Page 69 of Crown of Lies

“It doesn’t matter why,” he repeats, his tone noticeably colder this time. “What’s done is done.”

The sudden change feels like a slap to the face. I blink, trying to process the whiplash of emotions.

“So that’s it? You’re not going to give me anything more than that?”

He shakes his head and shrugs. “There’s nothing more to say.”

I feel a surge of anger mixed with disappointment.

“Bullshit,” I spit out. “There’s plenty more to say. You just don’t want to have the conversation.”

Nico’s jaw clenches, and for a moment, I think he might argue back. Instead, he turns on his heel and walks out of the room without another word.

I’m left standing there, my emotions a tangled mess. Part of me wants to run after him, to force him to talk to me. Another part wants to scream in frustration, or maybe burn down their new clubhouse too.

Anything to get through to him. Anything except crying. One thing I’m not going to do is shed another fucking tear over these three men.

21

QUINN

Over the next few days,the Princes step up their patrols of the house until there are eyes on my property twenty-four-seven, constantly scanning for threats.

It’s nice. It’s reassuring.

It’s also suffocating as hell.

I walk into the kitchen one morning, deliberately wearing nothing but an oversized t-shirt. Nico is already in there, and I catch his eyes narrowing as he takes in the sight of my bare legs.

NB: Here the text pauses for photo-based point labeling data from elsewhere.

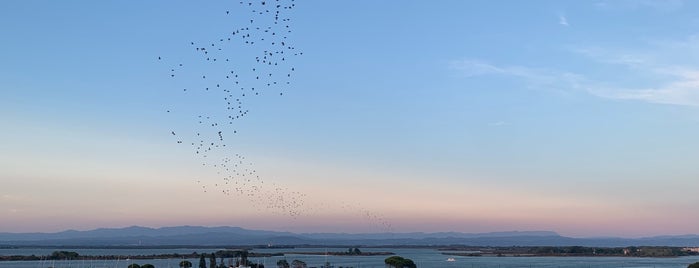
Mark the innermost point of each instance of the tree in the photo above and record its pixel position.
(212, 261)
(399, 262)
(185, 264)
(298, 264)
(283, 264)
(202, 261)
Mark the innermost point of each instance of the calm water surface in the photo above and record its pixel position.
(425, 258)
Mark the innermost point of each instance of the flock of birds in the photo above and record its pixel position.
(251, 60)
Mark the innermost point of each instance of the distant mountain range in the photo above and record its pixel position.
(209, 236)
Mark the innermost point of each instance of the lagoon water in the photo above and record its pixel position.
(424, 258)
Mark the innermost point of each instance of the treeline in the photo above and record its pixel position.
(71, 255)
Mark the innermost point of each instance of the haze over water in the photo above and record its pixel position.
(470, 116)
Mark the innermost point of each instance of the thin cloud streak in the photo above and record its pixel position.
(679, 84)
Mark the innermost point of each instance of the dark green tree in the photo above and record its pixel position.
(185, 264)
(202, 261)
(399, 262)
(282, 264)
(298, 264)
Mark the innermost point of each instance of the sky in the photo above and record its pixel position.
(578, 117)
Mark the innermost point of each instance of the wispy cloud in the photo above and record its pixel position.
(534, 77)
(668, 82)
(562, 20)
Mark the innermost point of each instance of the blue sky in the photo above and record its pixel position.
(573, 116)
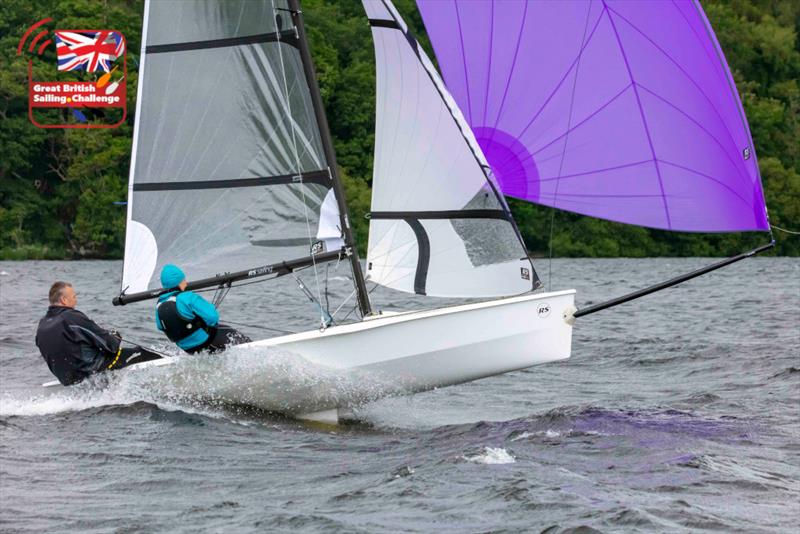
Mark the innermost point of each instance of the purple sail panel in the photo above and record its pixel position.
(620, 110)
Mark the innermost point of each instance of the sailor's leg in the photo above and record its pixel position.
(131, 356)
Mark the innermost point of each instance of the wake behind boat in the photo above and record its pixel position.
(248, 147)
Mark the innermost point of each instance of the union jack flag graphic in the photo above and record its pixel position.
(89, 51)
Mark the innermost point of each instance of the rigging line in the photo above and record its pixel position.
(343, 303)
(298, 169)
(784, 230)
(369, 292)
(262, 327)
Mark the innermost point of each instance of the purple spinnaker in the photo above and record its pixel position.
(619, 110)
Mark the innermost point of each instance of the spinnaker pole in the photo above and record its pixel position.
(671, 282)
(330, 156)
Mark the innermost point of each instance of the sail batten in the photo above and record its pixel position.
(438, 224)
(603, 100)
(229, 169)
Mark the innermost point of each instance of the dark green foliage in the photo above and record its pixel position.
(57, 187)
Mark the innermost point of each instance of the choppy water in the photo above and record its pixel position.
(678, 412)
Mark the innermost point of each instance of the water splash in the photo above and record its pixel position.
(490, 455)
(264, 377)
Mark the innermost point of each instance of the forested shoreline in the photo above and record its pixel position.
(60, 189)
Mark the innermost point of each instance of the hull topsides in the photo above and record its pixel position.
(308, 373)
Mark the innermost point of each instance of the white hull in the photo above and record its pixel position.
(390, 354)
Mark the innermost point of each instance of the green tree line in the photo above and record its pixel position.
(58, 187)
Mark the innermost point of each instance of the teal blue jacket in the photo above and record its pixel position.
(191, 305)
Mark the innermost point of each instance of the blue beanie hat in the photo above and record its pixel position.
(171, 276)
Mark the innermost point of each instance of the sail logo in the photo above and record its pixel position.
(543, 310)
(87, 88)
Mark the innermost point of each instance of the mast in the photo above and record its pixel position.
(330, 156)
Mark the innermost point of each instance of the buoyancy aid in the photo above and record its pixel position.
(174, 324)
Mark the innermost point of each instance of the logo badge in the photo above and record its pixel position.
(87, 88)
(543, 310)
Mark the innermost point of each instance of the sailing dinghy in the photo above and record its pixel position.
(233, 171)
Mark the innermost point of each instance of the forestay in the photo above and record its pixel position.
(438, 224)
(620, 110)
(228, 170)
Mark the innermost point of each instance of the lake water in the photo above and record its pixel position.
(677, 412)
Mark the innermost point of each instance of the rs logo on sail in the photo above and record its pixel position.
(543, 310)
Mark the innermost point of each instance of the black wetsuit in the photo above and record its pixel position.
(74, 347)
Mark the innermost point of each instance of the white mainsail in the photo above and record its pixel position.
(228, 169)
(438, 225)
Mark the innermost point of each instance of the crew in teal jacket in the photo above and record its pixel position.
(189, 320)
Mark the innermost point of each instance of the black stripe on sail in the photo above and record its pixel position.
(316, 177)
(286, 36)
(423, 256)
(445, 214)
(383, 23)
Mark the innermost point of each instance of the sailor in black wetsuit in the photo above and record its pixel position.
(74, 347)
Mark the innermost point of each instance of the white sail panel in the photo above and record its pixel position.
(228, 170)
(438, 225)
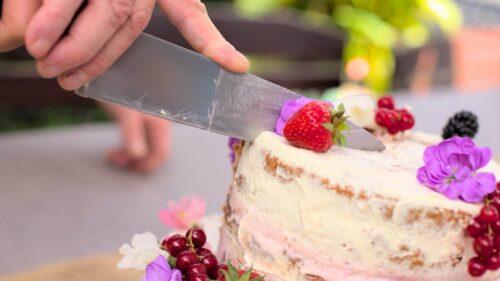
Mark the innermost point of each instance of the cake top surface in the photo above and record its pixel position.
(390, 174)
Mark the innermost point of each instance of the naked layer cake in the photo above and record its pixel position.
(346, 214)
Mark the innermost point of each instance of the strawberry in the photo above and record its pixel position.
(316, 126)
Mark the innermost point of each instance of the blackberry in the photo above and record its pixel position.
(463, 124)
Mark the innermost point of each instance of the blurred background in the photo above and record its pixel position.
(60, 201)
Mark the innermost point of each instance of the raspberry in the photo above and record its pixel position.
(394, 120)
(386, 102)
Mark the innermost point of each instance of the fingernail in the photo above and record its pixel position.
(40, 48)
(50, 71)
(74, 80)
(242, 60)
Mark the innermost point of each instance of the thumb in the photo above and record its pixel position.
(192, 20)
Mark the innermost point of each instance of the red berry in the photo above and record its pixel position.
(203, 251)
(380, 116)
(496, 227)
(175, 244)
(198, 237)
(386, 102)
(209, 261)
(483, 246)
(496, 241)
(391, 119)
(197, 277)
(488, 214)
(196, 269)
(393, 130)
(495, 200)
(475, 267)
(406, 121)
(476, 229)
(305, 129)
(493, 262)
(184, 260)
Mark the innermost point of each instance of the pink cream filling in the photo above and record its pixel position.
(329, 268)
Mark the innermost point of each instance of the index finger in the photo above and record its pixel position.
(14, 18)
(192, 20)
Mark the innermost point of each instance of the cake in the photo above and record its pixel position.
(345, 214)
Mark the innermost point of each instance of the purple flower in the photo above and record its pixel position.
(159, 270)
(231, 143)
(288, 109)
(451, 169)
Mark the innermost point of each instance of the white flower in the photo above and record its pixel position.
(143, 249)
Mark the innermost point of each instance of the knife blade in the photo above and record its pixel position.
(162, 79)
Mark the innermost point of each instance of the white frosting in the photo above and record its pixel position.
(345, 215)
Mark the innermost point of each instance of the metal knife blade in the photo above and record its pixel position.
(162, 79)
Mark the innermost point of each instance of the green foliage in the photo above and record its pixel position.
(374, 27)
(48, 116)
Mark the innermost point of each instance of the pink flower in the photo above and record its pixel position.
(183, 214)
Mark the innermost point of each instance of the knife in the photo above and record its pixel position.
(162, 79)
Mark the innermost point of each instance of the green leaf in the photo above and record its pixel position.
(330, 127)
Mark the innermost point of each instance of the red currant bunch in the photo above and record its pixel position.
(485, 229)
(394, 120)
(188, 255)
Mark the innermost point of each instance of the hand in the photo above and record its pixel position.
(14, 21)
(146, 140)
(106, 28)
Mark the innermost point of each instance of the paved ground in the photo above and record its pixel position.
(59, 201)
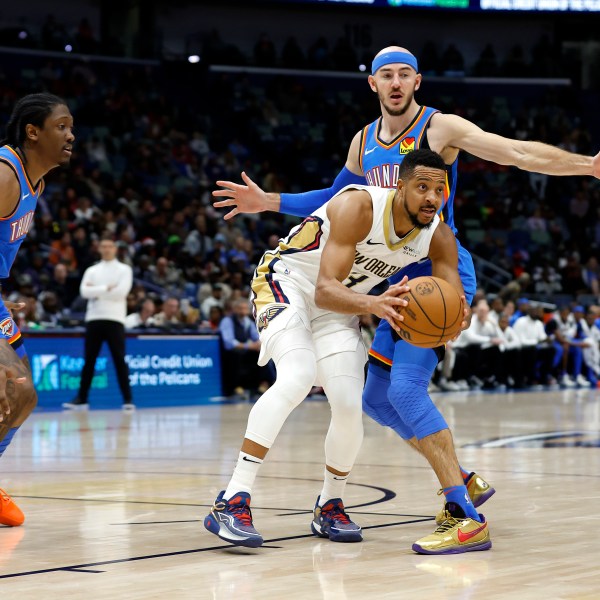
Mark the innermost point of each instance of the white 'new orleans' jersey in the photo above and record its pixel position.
(377, 257)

“You know,” I say casually, reaching for a glass and exposing more thigh than I probably should, “it’s really cramping my style having all these guards around. A girl can’t even walk around naked in her own home anymore.”

He clears his throat. “Since when are you such a fucking exhibitionist, anyway?”

“I’m not. I just like a little privacy sometimes. Is that so bad?”

Honestly? I don’t even care so much about the privacy. I like having people around these days. Keeps me from spending too long stewing in my own dark thoughts.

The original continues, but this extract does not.